Se disponía a marchar, cuando Ragna se acordó del motivo que le había traído a ver a Ana María.
—Sólo soy el ignorante mensajero de Aquel que me inspiró la idea de venir a convertirte —dijo Ragna en tono humilde, tras aceptar el paquete—. Ana María, aspiro a convencerte de que tú también debes renunciar a las concupiscencias de la carne. Me has dicho que Augusto está en trance de muerte. Pues bien, Eduardo aún sigue entre nosotros…
Ana María no pudo menos que contradecirla. No se avenía a que nadie le sermoneara, y no consentiría que Ragna lo hiciese.
—No lo tomes tan a pecho, Ragna. Yo también pasé por una crisis como la tuya, cuando estaba en Trondhjem. Al despertar a la religión, mis transportes infundieron temor al cura y al mismo director. Tuvieron que someterme a una vigilancia especial, día y noche.
El despertar religioso se propagaba especialmente entre las mujeres. No tenían a nadie que las dirigiera espiritualmente. Se reunían junto al riachuelo o en alguna casa particular. Leían la Biblia y seguían el Libro de Cánticos. Ragna leía en voz alta. Estos ratos le causaban profunda satisfacción. Algunos hombres, con sus esposas, solían concurrir a estas reuniones.
Cristóbal, que tenía un carácter muy campechano, fue llevado a tal extremo por el hambre y el fervor religioso que, a menudo, se encerraba a llorar en su cuarto.

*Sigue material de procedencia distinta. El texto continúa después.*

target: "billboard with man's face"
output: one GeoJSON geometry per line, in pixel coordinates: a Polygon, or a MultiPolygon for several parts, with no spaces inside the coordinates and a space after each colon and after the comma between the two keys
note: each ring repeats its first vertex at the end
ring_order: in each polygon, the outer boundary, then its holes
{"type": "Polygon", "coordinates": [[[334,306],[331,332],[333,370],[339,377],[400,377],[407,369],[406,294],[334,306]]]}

Augusto seguía en cama. Su caso no era similar al de la generalidad. Estaba verdaderamente enfermo. Tenía fiebre y desvariaba, y se llamaba a sí mismo capitán y cabecilla de una tribu, creía estar tumbado en una playa y observando a unas hembras con los gemelos. Creía oír gritos en el desván que había encima de su domicilio, y respondía vociferando. Se trataba de una negrita que suplicaba que la dejara en paz, pero el cabecilla era cruel…

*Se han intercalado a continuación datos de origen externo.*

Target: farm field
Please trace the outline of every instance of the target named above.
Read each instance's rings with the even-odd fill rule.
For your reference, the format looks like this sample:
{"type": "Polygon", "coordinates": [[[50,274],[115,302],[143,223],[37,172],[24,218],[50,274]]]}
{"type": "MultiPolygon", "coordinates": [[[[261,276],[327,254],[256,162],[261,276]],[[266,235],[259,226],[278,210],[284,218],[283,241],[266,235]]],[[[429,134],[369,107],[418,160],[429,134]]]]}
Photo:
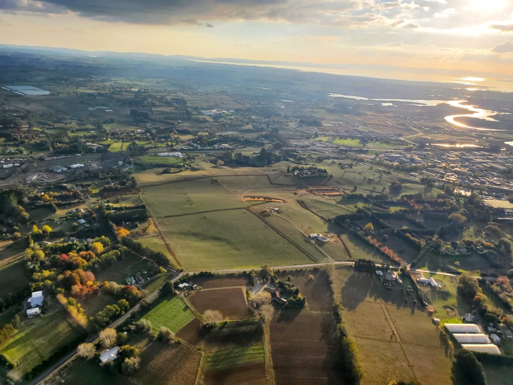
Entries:
{"type": "Polygon", "coordinates": [[[143,318],[151,322],[154,329],[158,330],[164,326],[176,333],[192,321],[194,316],[189,306],[175,297],[163,300],[143,318]]]}
{"type": "Polygon", "coordinates": [[[469,255],[441,256],[434,252],[428,252],[416,265],[417,268],[432,271],[476,271],[486,270],[492,267],[486,258],[477,253],[469,255]]]}
{"type": "Polygon", "coordinates": [[[334,276],[340,285],[336,295],[344,306],[342,319],[363,367],[362,384],[392,379],[451,383],[445,337],[427,313],[413,303],[412,294],[405,302],[402,286],[386,290],[373,275],[351,268],[337,269],[334,276]]]}
{"type": "Polygon", "coordinates": [[[210,370],[225,369],[248,362],[263,362],[262,345],[219,351],[210,353],[207,358],[207,365],[210,370]]]}
{"type": "Polygon", "coordinates": [[[457,279],[439,274],[426,274],[424,277],[432,277],[442,286],[438,290],[431,289],[427,285],[420,284],[419,287],[435,306],[434,317],[442,322],[461,322],[465,313],[471,311],[471,306],[464,300],[458,292],[457,279]],[[445,306],[445,307],[444,307],[445,306]]]}
{"type": "Polygon", "coordinates": [[[132,383],[193,384],[202,354],[181,343],[153,341],[141,355],[141,369],[130,377],[132,383]]]}
{"type": "Polygon", "coordinates": [[[113,281],[120,284],[126,284],[125,280],[127,277],[131,276],[142,269],[147,270],[148,267],[147,261],[130,253],[122,261],[98,272],[95,277],[97,281],[113,281]]]}
{"type": "Polygon", "coordinates": [[[181,158],[174,157],[159,157],[156,155],[146,155],[141,157],[143,163],[149,164],[168,164],[170,166],[183,164],[184,160],[181,158]]]}
{"type": "Polygon", "coordinates": [[[189,300],[201,313],[207,309],[219,310],[226,318],[241,318],[251,316],[246,302],[245,287],[204,289],[189,297],[189,300]]]}
{"type": "Polygon", "coordinates": [[[340,238],[347,247],[353,259],[369,259],[377,263],[389,263],[390,261],[372,247],[352,234],[340,234],[340,238]]]}
{"type": "Polygon", "coordinates": [[[333,369],[338,339],[331,314],[282,309],[274,314],[270,332],[277,385],[341,383],[333,369]]]}
{"type": "Polygon", "coordinates": [[[221,384],[248,384],[264,385],[265,364],[263,362],[241,363],[235,367],[216,370],[207,370],[203,376],[206,385],[221,384]]]}
{"type": "Polygon", "coordinates": [[[29,286],[26,275],[26,263],[23,258],[14,257],[12,260],[2,261],[0,268],[0,297],[4,298],[10,293],[17,293],[29,286]]]}
{"type": "Polygon", "coordinates": [[[188,270],[312,262],[288,241],[246,210],[169,218],[157,220],[157,222],[178,259],[188,270]],[[199,242],[199,239],[201,241],[199,242]]]}
{"type": "Polygon", "coordinates": [[[112,385],[125,385],[127,379],[105,368],[102,368],[94,360],[86,360],[77,358],[69,365],[65,371],[60,374],[50,382],[51,385],[62,383],[80,383],[83,385],[98,385],[101,383],[112,385]]]}
{"type": "Polygon", "coordinates": [[[17,363],[9,372],[10,376],[20,378],[78,336],[66,317],[67,314],[62,310],[28,322],[4,343],[0,353],[17,363]]]}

Enfermo y todo, proyectaba celebrar una fiesta en Polden. ¿Por qué no? A ella acudirían todos los jóvenes de los caseríos próximos y del distrito. Instalaría un tiovivo y una gran tómbola. «¡A ver ese oso, por el amor de Dios!», gritó, de súbito. Y luego, susurró: «Quieto, quieto, cállate…».
Eduardo le atendía a todas horas; unas veces, sentado al pie de la cama, y otras, dormido en el cuarto contiguo, con la puerta abierta.
El médico había diagnosticado una pulmonía y le recetó las medicinas del caso y le aplicó inyecciones. Recomendaba que no perdieran de vista al paciente porque era capaz de saltar de la cama en un acceso de fiebre.
Augusto permaneció sin conocimiento hasta la mañana del tercer día. Al recobrarlo, sopesó la posibilidad de morir y empezó a fijar el pensamiento en las perspectivas del otro mundo. De pronto, le preguntó a Eduardo si había temporal y de dónde soplaba el viento.
«¡Ah, sí! ¡Del Atlántico!, se decía a sí mismo».
Pese a haber vuelto a su estado de lucidez, formulaba un sinfín de preguntas incoherentes.
—Temo morir —decía—. En primavera, debía sembrar cierta semilla.
—No morirás de esta —le decía Eduardo.
—¿Lo crees? Dime una cosa: Cuándo fuiste labrador en la granja de Dakota, ¿cultivaste tabaco?
—No.
—¿Has visto alguna plantación de tabaco?
—Nunca. ¿Por qué lo preguntas?
—Así, pues, ignoras la forma de las hojas.
—Por completo.
—Ya lo verás —prosiguió Augusto, sin hacer la menor pausa—. Si el temporal viene del Atlántico, eso quiere decir que pronto vendrá un banco de arenques.